Problems with Warp Divergence
Other techniques to improve GPU performance is by handling warp divergence. Dynamic warp formation [Fung et al. 2007] addresses the limited thread level parallelism that is present due to branch divergence. It dynamically forms new warps based on branch target condition. However, the performance of this approach is limited by the warp scheduling policy. Thread block compaction [Fung and Aamodt 2011] addresses the limitation of dynamic warp formation that occurs when the new warps that are formed may require more number of memory accesses. Their approach provides a solution by regrouping the new warps at the reconverging points. However in their solution, warps need to wait for other warps to reach the divergent path. Anantpur and Govindarajan [2014] proposed linearization technique to avoid duplicate execution of instructions that occurs due to branch divergence in GPUs. Brunie et al. [2012] ; Han and Abdelrahman [2011] provide hardware and software solutions to handle branch divergence in GPUs.
Miscellaneous
Warped pre-execution [Lee et al. 2016 ] accelerates a single warp by executing independent instructions when a warp is stalled due to long latency instruction. It improves the GPU performance by hiding the long latency cycles in a better way. Baskaran et al. [2008] proposed a compiler framework for optimizing memory access in affine loops. Huo et al. [2010] ; Gutierrez et al. [2008] show that several applications are improved by using scratchpad memory instead of using global memory.
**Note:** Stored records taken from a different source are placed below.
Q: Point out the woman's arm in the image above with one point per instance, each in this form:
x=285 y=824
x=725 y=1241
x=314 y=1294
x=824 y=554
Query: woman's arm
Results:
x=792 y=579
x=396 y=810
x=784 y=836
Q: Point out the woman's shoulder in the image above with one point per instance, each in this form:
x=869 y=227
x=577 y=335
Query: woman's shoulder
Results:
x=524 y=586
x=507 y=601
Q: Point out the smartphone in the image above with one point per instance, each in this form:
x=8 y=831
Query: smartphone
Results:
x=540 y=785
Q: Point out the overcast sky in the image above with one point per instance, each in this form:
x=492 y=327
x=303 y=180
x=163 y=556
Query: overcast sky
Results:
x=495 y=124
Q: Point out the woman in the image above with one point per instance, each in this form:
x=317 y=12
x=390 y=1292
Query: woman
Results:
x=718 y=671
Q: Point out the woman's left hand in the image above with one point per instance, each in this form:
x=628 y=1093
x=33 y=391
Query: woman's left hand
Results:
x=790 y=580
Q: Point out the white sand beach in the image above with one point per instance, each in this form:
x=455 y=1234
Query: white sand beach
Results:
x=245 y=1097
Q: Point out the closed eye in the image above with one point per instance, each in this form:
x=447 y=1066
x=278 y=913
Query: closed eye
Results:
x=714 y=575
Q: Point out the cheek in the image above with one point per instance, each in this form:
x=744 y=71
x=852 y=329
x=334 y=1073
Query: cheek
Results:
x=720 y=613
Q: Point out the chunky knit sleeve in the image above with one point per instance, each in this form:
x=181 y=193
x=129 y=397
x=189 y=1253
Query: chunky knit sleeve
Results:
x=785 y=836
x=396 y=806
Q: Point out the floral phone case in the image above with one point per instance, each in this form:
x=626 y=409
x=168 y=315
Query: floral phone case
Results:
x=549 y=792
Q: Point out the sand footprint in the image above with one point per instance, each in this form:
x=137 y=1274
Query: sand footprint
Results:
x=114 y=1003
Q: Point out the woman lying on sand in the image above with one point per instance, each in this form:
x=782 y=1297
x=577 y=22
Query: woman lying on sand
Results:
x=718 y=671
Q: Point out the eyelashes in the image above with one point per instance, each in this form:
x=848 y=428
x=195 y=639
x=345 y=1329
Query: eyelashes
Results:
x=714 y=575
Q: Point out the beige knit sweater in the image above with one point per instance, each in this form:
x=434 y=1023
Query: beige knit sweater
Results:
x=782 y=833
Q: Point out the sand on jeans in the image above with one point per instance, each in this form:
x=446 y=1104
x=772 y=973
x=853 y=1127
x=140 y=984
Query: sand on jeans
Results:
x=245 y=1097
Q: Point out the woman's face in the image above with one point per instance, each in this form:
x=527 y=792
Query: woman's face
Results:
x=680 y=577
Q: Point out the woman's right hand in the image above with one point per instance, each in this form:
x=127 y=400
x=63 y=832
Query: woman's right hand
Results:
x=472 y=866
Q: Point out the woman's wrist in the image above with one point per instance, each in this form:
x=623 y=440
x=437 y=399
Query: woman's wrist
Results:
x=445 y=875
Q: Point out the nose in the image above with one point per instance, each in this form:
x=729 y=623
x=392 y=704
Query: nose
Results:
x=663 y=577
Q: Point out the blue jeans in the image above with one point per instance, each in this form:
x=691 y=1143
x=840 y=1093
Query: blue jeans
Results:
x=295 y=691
CONCLUSIONS AND FUTURE WORK
In this paper, we propose architectural changes and compiler optimizations for sharing scratchpad effectively to address the underutilization of scratchpad memory in GPUs. Experiments with various benchmarks help us conclude that if the number of resident thread blocks launched by an application are limited by scratchpad availability (Table I) , scratchpad sharing (with the compiler optimizations) improves the performance. On the other hand, for other applications where the number of thread blocks is not limited by scratchpad availability (Table IV) , the hardware changes do not negatively impact the run-time.
In future, we would like to extend our work to integrate register sharing approach [Jatala et al. 2016] . Value range analysis techniques [Harrison 1977; Quintao Pereira et al. 2013] , typically employed for detecting buffer overflows, can be incorporated in our approach to refine the access ranges of shared scratchpad variables, thus help release shared scratchpad even earlier. We need to study the impact of hardware changes on power consumption, and find ways to minimize it.